Her zamankinden daha talepkar, dijital teknolojiye daha hevesli olan modern tüketici aynı zamanda daha fazla çeviklik bekliyor. Low Code / No Code platformları ile şirketler, müşterilerinin deneyimini iyileştirecek ve operasyonlarını düzene sokacak gerçekten benzersiz ve yenilikçi teklifler oluşturmak için yeni varlıklara sahip oluyor.

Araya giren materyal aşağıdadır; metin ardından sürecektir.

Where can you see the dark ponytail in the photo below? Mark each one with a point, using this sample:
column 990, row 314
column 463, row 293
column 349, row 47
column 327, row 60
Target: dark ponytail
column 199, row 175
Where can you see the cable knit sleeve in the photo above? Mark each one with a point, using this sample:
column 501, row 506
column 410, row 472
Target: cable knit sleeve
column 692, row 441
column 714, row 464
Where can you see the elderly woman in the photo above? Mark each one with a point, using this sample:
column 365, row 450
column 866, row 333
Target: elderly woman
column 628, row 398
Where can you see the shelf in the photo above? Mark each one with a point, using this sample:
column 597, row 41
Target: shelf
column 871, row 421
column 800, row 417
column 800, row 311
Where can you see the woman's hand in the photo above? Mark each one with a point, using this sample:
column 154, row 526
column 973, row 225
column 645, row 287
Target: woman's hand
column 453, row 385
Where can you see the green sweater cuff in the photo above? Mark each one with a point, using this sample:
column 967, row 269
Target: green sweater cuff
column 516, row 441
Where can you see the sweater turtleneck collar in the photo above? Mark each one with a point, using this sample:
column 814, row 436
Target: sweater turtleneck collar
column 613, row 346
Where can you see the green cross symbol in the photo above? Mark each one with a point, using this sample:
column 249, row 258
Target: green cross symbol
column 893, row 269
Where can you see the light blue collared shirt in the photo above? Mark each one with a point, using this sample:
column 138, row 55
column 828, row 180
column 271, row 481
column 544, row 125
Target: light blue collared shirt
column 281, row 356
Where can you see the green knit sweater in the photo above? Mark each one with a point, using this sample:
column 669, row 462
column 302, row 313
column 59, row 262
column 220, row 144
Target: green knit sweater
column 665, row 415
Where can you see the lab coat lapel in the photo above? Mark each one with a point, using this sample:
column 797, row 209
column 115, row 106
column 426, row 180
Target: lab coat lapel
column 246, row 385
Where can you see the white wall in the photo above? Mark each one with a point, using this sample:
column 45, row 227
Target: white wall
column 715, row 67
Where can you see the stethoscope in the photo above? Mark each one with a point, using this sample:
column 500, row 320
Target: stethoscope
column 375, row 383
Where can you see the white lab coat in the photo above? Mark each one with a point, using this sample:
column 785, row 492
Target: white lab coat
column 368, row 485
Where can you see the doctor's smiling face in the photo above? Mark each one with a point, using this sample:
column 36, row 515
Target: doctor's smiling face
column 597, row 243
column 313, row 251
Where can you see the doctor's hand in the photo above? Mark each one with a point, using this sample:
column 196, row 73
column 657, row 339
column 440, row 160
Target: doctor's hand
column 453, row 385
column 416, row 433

Düşük Kodlu/Kodsuz yaklaşımın gerçek değeri, bu tür bir platformun çoğu şirketin halihazırda inşa ettiği temeli sağlamlaştırmasıdır. Benzersiz zorlukları (dijital dönüşüm veya iyileştirilmiş müşteri deneyimi) hızla ve önemli iş etkisi ile ele alabilen, son derece farklılaştırılmış çözümlerin çevik bir şekilde geliştirilmesini ve sunulmasını kolaylaştırırlar. Bu yaklaşım, entegre bir yönetim yazılımı paketine (ERP) geçiş yapmak veya bir platformu yeniden tasarlamak gibi sıkıcı bir süreçten çok daha çekicidir. Onlarca yıllık geliştirme ve iyileştirmeden sonra, günümüzün ERP omurgaları sağlam ve sağlamdır. Belki de Low Code / No Code platformunu test etme zamanı gelmiştir?